Un atisbo de disculpa brilló en sus ojos. Antes de que pudiera decir una sola palabra, un violento ataque de tos se apoderó de él.
«¡Llamad a una ambulancia!», gritó Steven a los que estaban cerca sin dudarlo.
Stella apretó con fuerza la mano de William, con los ojos llenos de miedo. «William, quédate conmigo solo un poco más. ¡La ambulancia ya casi está aquí!».
William solo pudo esbozar una débil sonrisa como respuesta antes de que sus ojos se cerraran lentamente y perdiera el conocimiento por completo.
La ambulancia llegó en menos de diez minutos. Los paramédicos colocaron rápidamente a William en una camilla. Stella subió a la ambulancia con ellos. Justo antes de que se cerraran las puertas, se volvió hacia Josie con aire de disculpa.
«Josie, lo siento mucho. No puedo ir contigo. No era mi intención arruinarte tu gran día. Te lo compensaré más tarde. Enhorabuena. Por favor, disfruta de tu día y no dejes que esto te afecte».
Josie le hizo un gesto con la mano para que se fuera, sin rastro alguno de reproche en su rostro. «¿Qué dices? No tienes por qué disculparte conmigo. ¡Vete rápido! Si necesitas algo, ¡llámame cuando quieras!».
La ambulancia se alejó a toda velocidad hacia el hospital, dejando a Josie y a Steven allí de pie, mirándose el uno al otro con expresión preocupada.
«¿Crees que… William se recuperará?», preguntó Josie, frunciendo el ceño. No quería que Stella pasara sus días viviendo con miedo.
Steven le rodeó los hombros con un brazo y le dio un abrazo tranquilizador. «A la gente buena le pasan cosas buenas. Creo que William se pondrá bien».
Josie no dijo nada. Si los milagros ocurrieran a menudo, no se llamarían milagros en absoluto. Se quedó mirando en la dirección en la que se había ido la ambulancia, con el corazón oprimido por la preocupación por Stella.
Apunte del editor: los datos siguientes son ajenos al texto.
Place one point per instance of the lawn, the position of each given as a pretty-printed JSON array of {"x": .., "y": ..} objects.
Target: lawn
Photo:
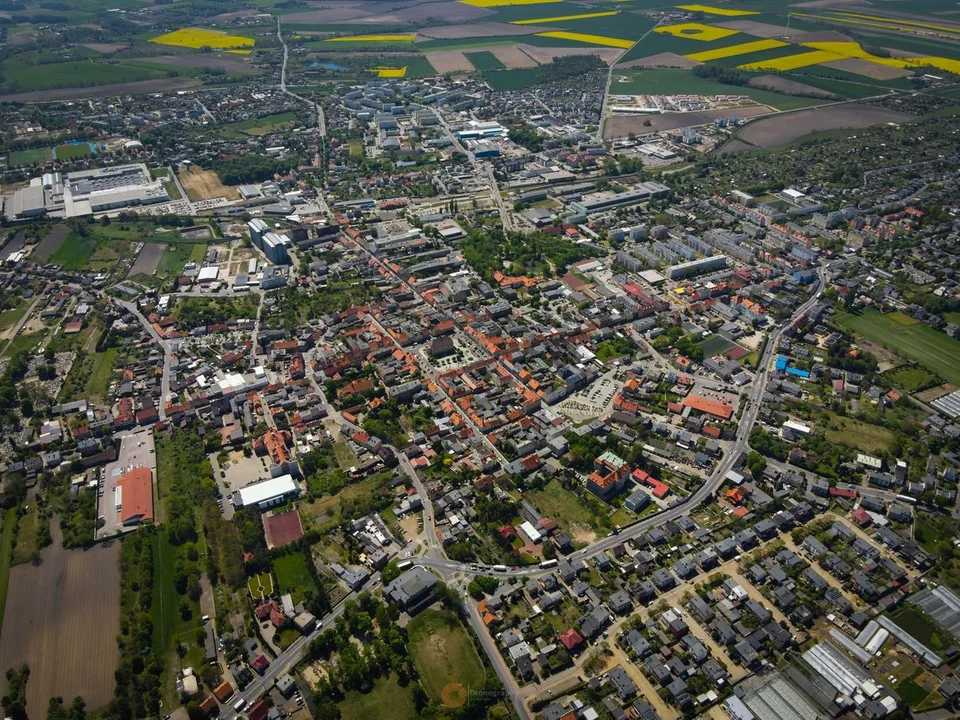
[
  {"x": 11, "y": 317},
  {"x": 911, "y": 379},
  {"x": 557, "y": 502},
  {"x": 485, "y": 60},
  {"x": 293, "y": 576},
  {"x": 25, "y": 547},
  {"x": 860, "y": 435},
  {"x": 923, "y": 629},
  {"x": 386, "y": 693},
  {"x": 6, "y": 548},
  {"x": 101, "y": 371},
  {"x": 443, "y": 653},
  {"x": 165, "y": 607},
  {"x": 33, "y": 156},
  {"x": 916, "y": 341},
  {"x": 74, "y": 252}
]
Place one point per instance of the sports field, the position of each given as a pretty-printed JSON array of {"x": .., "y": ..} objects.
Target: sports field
[
  {"x": 444, "y": 655},
  {"x": 908, "y": 337}
]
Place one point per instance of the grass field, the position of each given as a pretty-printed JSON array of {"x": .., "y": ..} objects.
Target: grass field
[
  {"x": 9, "y": 318},
  {"x": 386, "y": 693},
  {"x": 6, "y": 550},
  {"x": 556, "y": 501},
  {"x": 923, "y": 629},
  {"x": 165, "y": 609},
  {"x": 485, "y": 61},
  {"x": 443, "y": 653},
  {"x": 860, "y": 435},
  {"x": 916, "y": 341},
  {"x": 911, "y": 379},
  {"x": 75, "y": 251},
  {"x": 293, "y": 576},
  {"x": 33, "y": 156},
  {"x": 25, "y": 546}
]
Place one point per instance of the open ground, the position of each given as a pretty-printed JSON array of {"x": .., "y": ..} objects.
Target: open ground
[
  {"x": 62, "y": 619},
  {"x": 203, "y": 184}
]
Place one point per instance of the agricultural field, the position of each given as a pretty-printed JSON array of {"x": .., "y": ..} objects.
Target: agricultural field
[
  {"x": 197, "y": 38},
  {"x": 907, "y": 337},
  {"x": 443, "y": 653},
  {"x": 48, "y": 624}
]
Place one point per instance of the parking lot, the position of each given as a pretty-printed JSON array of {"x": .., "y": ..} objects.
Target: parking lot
[{"x": 136, "y": 450}]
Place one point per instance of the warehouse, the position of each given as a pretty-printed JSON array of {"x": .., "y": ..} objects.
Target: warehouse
[{"x": 267, "y": 493}]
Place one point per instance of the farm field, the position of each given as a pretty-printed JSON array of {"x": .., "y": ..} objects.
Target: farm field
[
  {"x": 443, "y": 653},
  {"x": 918, "y": 342},
  {"x": 386, "y": 693},
  {"x": 49, "y": 624},
  {"x": 197, "y": 38}
]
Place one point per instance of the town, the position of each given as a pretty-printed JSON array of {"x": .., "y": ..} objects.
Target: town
[{"x": 480, "y": 387}]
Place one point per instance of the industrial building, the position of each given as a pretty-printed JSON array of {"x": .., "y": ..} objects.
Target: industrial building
[
  {"x": 267, "y": 493},
  {"x": 86, "y": 192},
  {"x": 696, "y": 267},
  {"x": 599, "y": 202}
]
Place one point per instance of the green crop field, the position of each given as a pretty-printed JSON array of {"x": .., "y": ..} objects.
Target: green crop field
[
  {"x": 293, "y": 576},
  {"x": 443, "y": 653},
  {"x": 918, "y": 342},
  {"x": 485, "y": 61},
  {"x": 25, "y": 78},
  {"x": 75, "y": 251}
]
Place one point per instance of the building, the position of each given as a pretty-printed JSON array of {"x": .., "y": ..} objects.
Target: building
[
  {"x": 696, "y": 267},
  {"x": 267, "y": 493},
  {"x": 134, "y": 495},
  {"x": 412, "y": 589}
]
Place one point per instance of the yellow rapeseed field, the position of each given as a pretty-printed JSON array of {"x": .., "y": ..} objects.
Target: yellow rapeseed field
[
  {"x": 734, "y": 50},
  {"x": 561, "y": 18},
  {"x": 390, "y": 72},
  {"x": 792, "y": 62},
  {"x": 695, "y": 31},
  {"x": 710, "y": 10},
  {"x": 505, "y": 3},
  {"x": 200, "y": 37},
  {"x": 401, "y": 37},
  {"x": 589, "y": 39}
]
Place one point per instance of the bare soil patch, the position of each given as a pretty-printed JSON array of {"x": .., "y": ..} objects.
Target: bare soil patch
[
  {"x": 753, "y": 27},
  {"x": 445, "y": 61},
  {"x": 206, "y": 60},
  {"x": 546, "y": 55},
  {"x": 148, "y": 260},
  {"x": 661, "y": 60},
  {"x": 204, "y": 184},
  {"x": 618, "y": 126},
  {"x": 482, "y": 29},
  {"x": 512, "y": 56},
  {"x": 51, "y": 243},
  {"x": 781, "y": 84},
  {"x": 782, "y": 129},
  {"x": 62, "y": 619},
  {"x": 868, "y": 69},
  {"x": 141, "y": 87}
]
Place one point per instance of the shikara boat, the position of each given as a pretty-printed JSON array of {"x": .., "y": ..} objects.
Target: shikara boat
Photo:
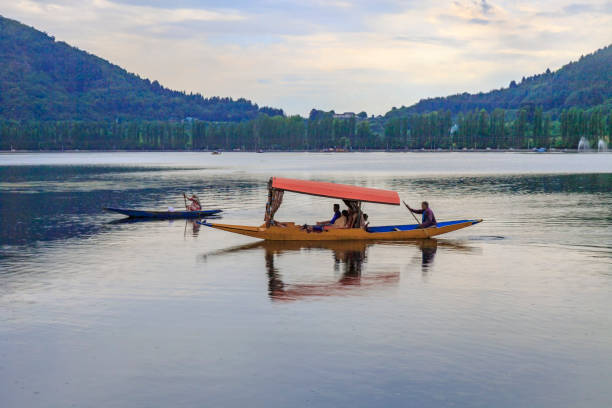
[
  {"x": 163, "y": 214},
  {"x": 353, "y": 197}
]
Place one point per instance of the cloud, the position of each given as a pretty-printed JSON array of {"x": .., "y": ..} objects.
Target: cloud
[{"x": 345, "y": 55}]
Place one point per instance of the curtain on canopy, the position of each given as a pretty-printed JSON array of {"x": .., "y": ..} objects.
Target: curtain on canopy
[{"x": 275, "y": 198}]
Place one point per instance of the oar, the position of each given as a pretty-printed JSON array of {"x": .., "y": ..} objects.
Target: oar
[{"x": 416, "y": 219}]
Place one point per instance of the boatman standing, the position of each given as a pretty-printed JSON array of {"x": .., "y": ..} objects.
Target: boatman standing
[{"x": 429, "y": 219}]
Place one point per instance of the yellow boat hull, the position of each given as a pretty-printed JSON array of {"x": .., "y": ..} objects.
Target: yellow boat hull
[{"x": 291, "y": 232}]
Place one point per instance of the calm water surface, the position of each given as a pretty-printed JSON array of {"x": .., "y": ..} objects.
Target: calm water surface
[{"x": 97, "y": 312}]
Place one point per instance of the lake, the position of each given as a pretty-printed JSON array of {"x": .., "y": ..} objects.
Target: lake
[{"x": 99, "y": 312}]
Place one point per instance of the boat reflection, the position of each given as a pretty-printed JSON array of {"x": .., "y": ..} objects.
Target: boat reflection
[{"x": 349, "y": 258}]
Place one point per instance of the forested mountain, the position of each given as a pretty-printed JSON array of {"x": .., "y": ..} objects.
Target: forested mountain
[
  {"x": 584, "y": 83},
  {"x": 44, "y": 79}
]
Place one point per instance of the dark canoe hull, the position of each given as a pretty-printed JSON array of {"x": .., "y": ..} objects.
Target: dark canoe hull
[{"x": 163, "y": 214}]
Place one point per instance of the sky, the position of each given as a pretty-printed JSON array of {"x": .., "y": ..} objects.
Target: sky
[{"x": 349, "y": 56}]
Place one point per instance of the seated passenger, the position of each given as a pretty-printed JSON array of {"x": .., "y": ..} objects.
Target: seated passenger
[
  {"x": 337, "y": 214},
  {"x": 428, "y": 219},
  {"x": 195, "y": 203},
  {"x": 365, "y": 223},
  {"x": 341, "y": 222}
]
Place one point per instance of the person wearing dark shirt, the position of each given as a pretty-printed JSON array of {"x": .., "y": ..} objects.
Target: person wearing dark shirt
[
  {"x": 428, "y": 219},
  {"x": 337, "y": 215}
]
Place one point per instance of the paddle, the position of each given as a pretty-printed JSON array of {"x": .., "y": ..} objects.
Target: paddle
[{"x": 415, "y": 218}]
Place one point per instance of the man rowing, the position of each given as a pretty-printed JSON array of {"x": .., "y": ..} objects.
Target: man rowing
[
  {"x": 195, "y": 203},
  {"x": 428, "y": 219}
]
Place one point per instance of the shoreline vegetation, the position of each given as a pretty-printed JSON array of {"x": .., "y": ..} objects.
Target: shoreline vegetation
[
  {"x": 56, "y": 97},
  {"x": 525, "y": 128},
  {"x": 328, "y": 151}
]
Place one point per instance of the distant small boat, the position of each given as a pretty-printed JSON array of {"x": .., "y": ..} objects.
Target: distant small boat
[{"x": 163, "y": 214}]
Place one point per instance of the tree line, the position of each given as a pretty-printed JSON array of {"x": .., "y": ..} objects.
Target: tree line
[{"x": 479, "y": 129}]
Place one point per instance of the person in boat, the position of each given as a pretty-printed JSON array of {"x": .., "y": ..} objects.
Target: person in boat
[
  {"x": 337, "y": 214},
  {"x": 340, "y": 222},
  {"x": 195, "y": 203},
  {"x": 428, "y": 218}
]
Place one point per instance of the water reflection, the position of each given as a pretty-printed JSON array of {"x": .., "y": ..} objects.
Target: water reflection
[{"x": 349, "y": 258}]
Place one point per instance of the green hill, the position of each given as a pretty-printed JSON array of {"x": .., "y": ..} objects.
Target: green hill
[
  {"x": 584, "y": 83},
  {"x": 44, "y": 79}
]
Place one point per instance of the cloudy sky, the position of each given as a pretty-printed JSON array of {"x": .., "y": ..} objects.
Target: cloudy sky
[{"x": 342, "y": 55}]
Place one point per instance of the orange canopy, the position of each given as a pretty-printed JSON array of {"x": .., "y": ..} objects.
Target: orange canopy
[{"x": 333, "y": 190}]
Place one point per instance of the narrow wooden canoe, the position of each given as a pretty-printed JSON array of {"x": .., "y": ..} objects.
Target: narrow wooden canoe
[
  {"x": 163, "y": 214},
  {"x": 291, "y": 232}
]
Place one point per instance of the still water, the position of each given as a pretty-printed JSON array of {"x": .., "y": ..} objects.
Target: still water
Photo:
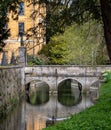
[{"x": 40, "y": 109}]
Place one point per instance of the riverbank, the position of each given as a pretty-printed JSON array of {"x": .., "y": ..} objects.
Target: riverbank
[{"x": 97, "y": 117}]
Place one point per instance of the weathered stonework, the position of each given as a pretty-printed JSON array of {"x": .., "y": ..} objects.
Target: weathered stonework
[
  {"x": 11, "y": 84},
  {"x": 37, "y": 40}
]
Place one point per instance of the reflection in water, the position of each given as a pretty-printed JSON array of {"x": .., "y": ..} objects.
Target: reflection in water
[
  {"x": 66, "y": 95},
  {"x": 37, "y": 114}
]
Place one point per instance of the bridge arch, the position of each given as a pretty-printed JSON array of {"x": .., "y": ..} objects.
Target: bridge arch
[
  {"x": 74, "y": 82},
  {"x": 27, "y": 85}
]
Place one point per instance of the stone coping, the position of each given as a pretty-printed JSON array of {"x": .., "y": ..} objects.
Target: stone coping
[
  {"x": 11, "y": 67},
  {"x": 69, "y": 66}
]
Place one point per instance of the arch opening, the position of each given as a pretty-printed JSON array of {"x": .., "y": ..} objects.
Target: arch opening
[{"x": 37, "y": 92}]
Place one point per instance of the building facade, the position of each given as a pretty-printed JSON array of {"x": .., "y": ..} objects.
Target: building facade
[{"x": 29, "y": 27}]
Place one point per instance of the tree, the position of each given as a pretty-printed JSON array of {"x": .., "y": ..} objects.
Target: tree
[
  {"x": 79, "y": 44},
  {"x": 5, "y": 6},
  {"x": 64, "y": 12}
]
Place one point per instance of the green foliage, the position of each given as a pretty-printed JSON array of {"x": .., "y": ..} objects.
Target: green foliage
[
  {"x": 96, "y": 117},
  {"x": 79, "y": 44},
  {"x": 107, "y": 76}
]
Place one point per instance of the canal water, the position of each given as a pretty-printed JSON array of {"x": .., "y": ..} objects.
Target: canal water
[{"x": 40, "y": 109}]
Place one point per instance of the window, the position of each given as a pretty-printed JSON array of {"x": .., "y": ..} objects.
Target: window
[
  {"x": 21, "y": 8},
  {"x": 21, "y": 28}
]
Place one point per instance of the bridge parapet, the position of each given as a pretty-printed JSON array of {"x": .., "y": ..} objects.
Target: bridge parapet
[{"x": 54, "y": 74}]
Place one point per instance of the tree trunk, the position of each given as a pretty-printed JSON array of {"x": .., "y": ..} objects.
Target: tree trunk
[{"x": 106, "y": 17}]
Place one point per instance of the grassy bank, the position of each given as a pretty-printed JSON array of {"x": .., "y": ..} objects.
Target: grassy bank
[{"x": 97, "y": 117}]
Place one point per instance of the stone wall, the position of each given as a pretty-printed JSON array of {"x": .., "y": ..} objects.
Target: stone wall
[{"x": 11, "y": 85}]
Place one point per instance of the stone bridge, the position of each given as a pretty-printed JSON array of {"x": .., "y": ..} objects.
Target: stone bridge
[{"x": 53, "y": 75}]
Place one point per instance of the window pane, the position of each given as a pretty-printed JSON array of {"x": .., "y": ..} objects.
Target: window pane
[
  {"x": 21, "y": 8},
  {"x": 21, "y": 28}
]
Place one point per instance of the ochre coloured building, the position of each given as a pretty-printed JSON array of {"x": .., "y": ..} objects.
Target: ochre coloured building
[{"x": 29, "y": 26}]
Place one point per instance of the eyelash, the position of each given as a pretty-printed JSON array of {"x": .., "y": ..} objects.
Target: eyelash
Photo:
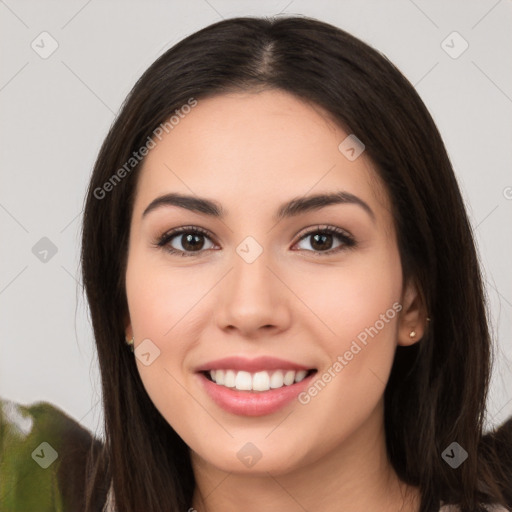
[{"x": 347, "y": 240}]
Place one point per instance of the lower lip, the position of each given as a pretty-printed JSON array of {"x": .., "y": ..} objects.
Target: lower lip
[{"x": 249, "y": 403}]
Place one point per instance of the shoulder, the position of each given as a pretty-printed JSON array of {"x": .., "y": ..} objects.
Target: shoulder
[
  {"x": 43, "y": 453},
  {"x": 489, "y": 508}
]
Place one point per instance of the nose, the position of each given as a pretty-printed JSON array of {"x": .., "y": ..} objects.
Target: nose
[{"x": 252, "y": 299}]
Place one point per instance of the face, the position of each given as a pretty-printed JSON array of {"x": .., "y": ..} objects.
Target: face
[{"x": 308, "y": 306}]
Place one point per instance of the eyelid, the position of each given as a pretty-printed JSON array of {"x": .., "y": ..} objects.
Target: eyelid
[{"x": 348, "y": 240}]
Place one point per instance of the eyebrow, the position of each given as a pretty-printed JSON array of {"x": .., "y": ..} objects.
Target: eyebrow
[{"x": 294, "y": 207}]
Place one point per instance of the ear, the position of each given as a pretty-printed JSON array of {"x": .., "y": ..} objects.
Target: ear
[
  {"x": 128, "y": 331},
  {"x": 413, "y": 317}
]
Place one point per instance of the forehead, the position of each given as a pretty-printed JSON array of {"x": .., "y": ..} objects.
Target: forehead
[{"x": 262, "y": 146}]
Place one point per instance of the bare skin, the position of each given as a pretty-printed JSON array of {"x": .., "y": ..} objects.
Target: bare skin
[{"x": 251, "y": 153}]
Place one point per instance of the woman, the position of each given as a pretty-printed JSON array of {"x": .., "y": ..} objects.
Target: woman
[{"x": 284, "y": 288}]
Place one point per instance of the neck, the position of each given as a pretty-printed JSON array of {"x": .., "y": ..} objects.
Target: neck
[{"x": 357, "y": 475}]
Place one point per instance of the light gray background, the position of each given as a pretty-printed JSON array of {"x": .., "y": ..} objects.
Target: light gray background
[{"x": 55, "y": 113}]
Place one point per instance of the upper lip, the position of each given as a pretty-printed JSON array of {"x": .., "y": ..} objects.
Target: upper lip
[{"x": 251, "y": 365}]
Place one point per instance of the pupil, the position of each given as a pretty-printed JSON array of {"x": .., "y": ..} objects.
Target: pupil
[
  {"x": 189, "y": 240},
  {"x": 323, "y": 245}
]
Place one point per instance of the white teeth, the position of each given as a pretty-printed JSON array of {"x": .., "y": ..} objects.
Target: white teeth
[
  {"x": 259, "y": 381},
  {"x": 300, "y": 375},
  {"x": 277, "y": 380},
  {"x": 289, "y": 377},
  {"x": 243, "y": 381},
  {"x": 229, "y": 379}
]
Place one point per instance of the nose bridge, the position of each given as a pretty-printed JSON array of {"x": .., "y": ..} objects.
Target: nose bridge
[{"x": 252, "y": 297}]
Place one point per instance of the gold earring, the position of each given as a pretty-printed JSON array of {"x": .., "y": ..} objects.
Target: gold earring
[{"x": 130, "y": 342}]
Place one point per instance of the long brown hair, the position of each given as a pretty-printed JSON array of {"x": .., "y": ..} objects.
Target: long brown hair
[{"x": 437, "y": 390}]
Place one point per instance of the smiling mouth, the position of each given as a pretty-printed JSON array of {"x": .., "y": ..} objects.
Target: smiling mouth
[{"x": 261, "y": 381}]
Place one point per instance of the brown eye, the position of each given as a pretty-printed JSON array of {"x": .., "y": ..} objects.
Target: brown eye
[
  {"x": 321, "y": 240},
  {"x": 184, "y": 241}
]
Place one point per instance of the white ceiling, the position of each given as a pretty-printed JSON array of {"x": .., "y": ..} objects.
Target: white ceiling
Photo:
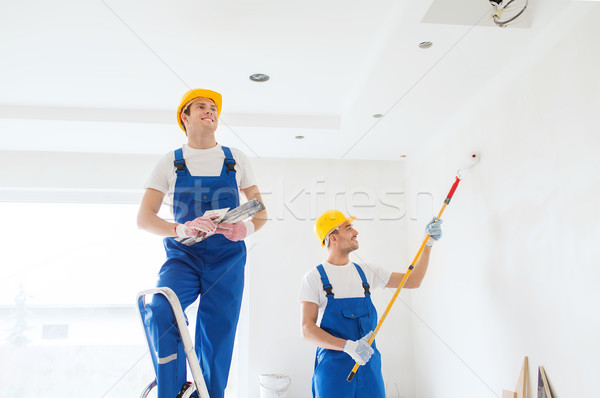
[{"x": 107, "y": 75}]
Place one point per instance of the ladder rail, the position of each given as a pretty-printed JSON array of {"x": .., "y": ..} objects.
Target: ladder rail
[{"x": 184, "y": 332}]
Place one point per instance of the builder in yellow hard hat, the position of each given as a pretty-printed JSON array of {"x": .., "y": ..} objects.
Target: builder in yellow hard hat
[
  {"x": 338, "y": 292},
  {"x": 199, "y": 177}
]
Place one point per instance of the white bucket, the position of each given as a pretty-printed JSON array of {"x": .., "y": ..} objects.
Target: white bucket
[{"x": 274, "y": 385}]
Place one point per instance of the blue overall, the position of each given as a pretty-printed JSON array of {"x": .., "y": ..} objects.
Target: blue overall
[
  {"x": 212, "y": 268},
  {"x": 351, "y": 319}
]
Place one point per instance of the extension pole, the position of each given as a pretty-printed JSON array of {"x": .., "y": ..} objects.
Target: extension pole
[{"x": 406, "y": 275}]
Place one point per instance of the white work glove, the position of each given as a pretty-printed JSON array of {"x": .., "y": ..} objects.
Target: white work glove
[
  {"x": 434, "y": 229},
  {"x": 192, "y": 229},
  {"x": 359, "y": 350},
  {"x": 234, "y": 232}
]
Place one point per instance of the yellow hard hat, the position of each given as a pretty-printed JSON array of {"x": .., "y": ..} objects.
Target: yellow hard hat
[
  {"x": 198, "y": 93},
  {"x": 328, "y": 221}
]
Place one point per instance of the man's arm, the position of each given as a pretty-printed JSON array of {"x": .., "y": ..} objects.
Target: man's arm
[
  {"x": 416, "y": 276},
  {"x": 260, "y": 218},
  {"x": 313, "y": 333},
  {"x": 148, "y": 218}
]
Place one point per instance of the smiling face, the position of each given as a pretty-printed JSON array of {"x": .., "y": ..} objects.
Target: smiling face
[
  {"x": 344, "y": 238},
  {"x": 201, "y": 114}
]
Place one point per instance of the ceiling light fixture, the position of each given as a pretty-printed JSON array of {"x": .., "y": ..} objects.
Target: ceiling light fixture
[{"x": 259, "y": 77}]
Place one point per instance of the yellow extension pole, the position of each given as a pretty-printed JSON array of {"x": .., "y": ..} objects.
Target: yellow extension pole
[{"x": 406, "y": 275}]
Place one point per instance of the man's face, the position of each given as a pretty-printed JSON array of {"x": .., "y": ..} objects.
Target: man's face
[
  {"x": 203, "y": 114},
  {"x": 346, "y": 237}
]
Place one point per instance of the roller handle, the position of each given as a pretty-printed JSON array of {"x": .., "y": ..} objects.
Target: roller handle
[
  {"x": 454, "y": 186},
  {"x": 351, "y": 375}
]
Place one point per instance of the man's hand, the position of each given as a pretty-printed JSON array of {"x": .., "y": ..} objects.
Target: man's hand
[
  {"x": 434, "y": 229},
  {"x": 234, "y": 232},
  {"x": 192, "y": 229},
  {"x": 360, "y": 350}
]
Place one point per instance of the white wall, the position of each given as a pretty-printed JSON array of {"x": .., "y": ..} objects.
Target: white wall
[
  {"x": 517, "y": 274},
  {"x": 295, "y": 192}
]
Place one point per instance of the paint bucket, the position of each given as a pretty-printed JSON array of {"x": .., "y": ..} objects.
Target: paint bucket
[{"x": 274, "y": 385}]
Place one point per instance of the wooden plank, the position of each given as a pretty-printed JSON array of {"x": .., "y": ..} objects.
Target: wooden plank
[
  {"x": 543, "y": 385},
  {"x": 522, "y": 383},
  {"x": 508, "y": 394}
]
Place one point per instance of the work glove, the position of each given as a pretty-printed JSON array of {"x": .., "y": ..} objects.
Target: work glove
[
  {"x": 192, "y": 229},
  {"x": 434, "y": 229},
  {"x": 359, "y": 350},
  {"x": 234, "y": 232}
]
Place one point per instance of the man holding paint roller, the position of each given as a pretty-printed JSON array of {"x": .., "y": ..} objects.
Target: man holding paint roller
[
  {"x": 338, "y": 315},
  {"x": 196, "y": 178}
]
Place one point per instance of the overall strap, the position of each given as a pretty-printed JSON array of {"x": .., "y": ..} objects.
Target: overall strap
[
  {"x": 229, "y": 162},
  {"x": 179, "y": 162},
  {"x": 363, "y": 278},
  {"x": 325, "y": 280}
]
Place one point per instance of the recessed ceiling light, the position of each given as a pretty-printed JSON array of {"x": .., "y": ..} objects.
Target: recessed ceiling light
[{"x": 259, "y": 77}]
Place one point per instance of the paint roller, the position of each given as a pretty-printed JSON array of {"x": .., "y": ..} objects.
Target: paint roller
[{"x": 469, "y": 161}]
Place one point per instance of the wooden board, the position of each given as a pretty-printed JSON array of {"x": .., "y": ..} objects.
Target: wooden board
[
  {"x": 543, "y": 385},
  {"x": 522, "y": 383}
]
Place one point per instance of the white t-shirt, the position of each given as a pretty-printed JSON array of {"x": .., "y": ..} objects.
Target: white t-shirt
[
  {"x": 200, "y": 162},
  {"x": 345, "y": 281}
]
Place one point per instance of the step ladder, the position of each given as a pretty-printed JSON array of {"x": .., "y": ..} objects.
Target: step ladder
[{"x": 188, "y": 346}]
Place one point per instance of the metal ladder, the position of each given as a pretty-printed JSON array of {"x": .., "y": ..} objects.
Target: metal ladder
[{"x": 198, "y": 384}]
En el hospital, llevaron a William directamente a urgencias. Stella se sentó en un banco del pasillo. Tenía las manos fuertemente apretadas, con las uñas clavadas profundamente en la piel.
A medida que pasaban los segundos, sus pensamientos se aceleraban y empezó a culparse a sí misma. Nunca debería haber traído a William a la boda. Su estado ya era muy grave, así que ¿por qué le había dejado venir con ella?
Si esta vez no se despertaba…
No se atrevía a dejar que ese pensamiento fuera más allá.